King Charles III opened and addressed UK Parliament on 7 November 2023, with the announcement that the UK intends to pass laws that require tech companies to tell them if they plan to introduce new security technologies and how to disable them. His Majesties Government is keen not to lose its access to communications and associated data.
This may seem an outrageous intrusion into the privacy of private citizens. However, it may be interesting to look back to the history of state interference in communications. It was the current King’s name’s sake, Charles I in 1634 who set up the Post Office in the UK, partly to deliver letters but also to “discover wicked designs against the state”. In other words – intercept mail. The power to do this was deemed a Royal Prerogative.

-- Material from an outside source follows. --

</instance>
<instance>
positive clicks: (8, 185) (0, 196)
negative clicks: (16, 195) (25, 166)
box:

Fast forward to the 20th Century and many of your will be familiar with the story of Alan Turin cracking the German Enigma code by building the first programmable computer. The machine was actually built by a Post Office engineer – Tommy Flowers. In those days the Post Office also provided the telephone network before that was spun off into British Telecom.
Although Alan Turin has passed into history as a hero, it was his colleague in Hut 6, Gordon Welchman, whose analysis of German Luftwaffe radio message transmissions provided an early breakthrough. Although the content was encrypted, the volume, velocity and location of the transmissions enabled Welchman to predict when the Luftwaffe was about to launch an air raid. His methodology of traffic analysis is a now widely used with cell-phone Call Data Records to penetrate Organised Crime Groups.
So, is it outrageous that the UK’s intends to pass laws enabling them to access communications and its associated data? No, it is just business as usual.